Coffee Grown in Colombia’s Three Coffee Growing Regions

Colombia produces coffee year round but not all from the same growing region. The southern zone harvest coffee during the first half of the year. The central zone harvest during the second and third semesters, and the northern zone harvest takes place during the second half of the year. Weather forecasters are predicting that El Niño will continue to weaken and transition back into La Niña by the end of 2024.

Tail End of La Niña and Coffee Borer Beetles

A big factor that will have dragged down Colombian coffee production in 2024 will the increase in coffee borer beetles due to rainfall excess at the end of 2023. The problem was lower grain filling due to the beetle. To compensate for this, the drying weather in the middle of the year will likely increase the 2024 harvest. Toward the end of the year when the major harvests are taking place a big factor will be the availability of labor for picking and processing the coffee.

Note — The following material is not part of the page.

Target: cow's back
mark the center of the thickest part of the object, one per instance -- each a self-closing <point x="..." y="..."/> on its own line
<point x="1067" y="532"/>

On the other hand, the flowerings responsible for the harvest are concentrated in the second half of the year, together with adequate rainfall, which could lead to an important harvest by the end of the year, where the availability of labor and the processing capacity will be decisive.

Will There Be a Shortfall in Colombian Coffee Production Due to El Niño?

El Niño Versus La Niña and Coffee Leaf Rust

Whether it is a normal year, an El Niño year, or a La Niña year, it tends to rain a lot in Colombia and there tends to be a lot of cloud cover. This is generally good for coffee plants in rich volcanic soil and adequate drainage. However, excess moisture also favors fungal infestations. The primary culprit in Colombia is coffee leaf rust, AKA Hemileia vastratrix. Colombia has risen to the challenge of this plant infestation in several ways. First of all, staring back in the 1980s when leaf rust first appeared in Colombia started creating resistant varieties. These include the Colombia variety and then Castillo and Cenicafe 1.

Other fungal infestations include Llaga Macana or Ceratocystis fimbriata and various Rhizoctonia species. There are no specifically resistant strains for these plant diseases so the coffee farmer is tasked with chores like clearing debris (fungal food) from around the coffee plants.

The bottom line is that Colombia coffee production will likely come in at a high level by the end of 2024.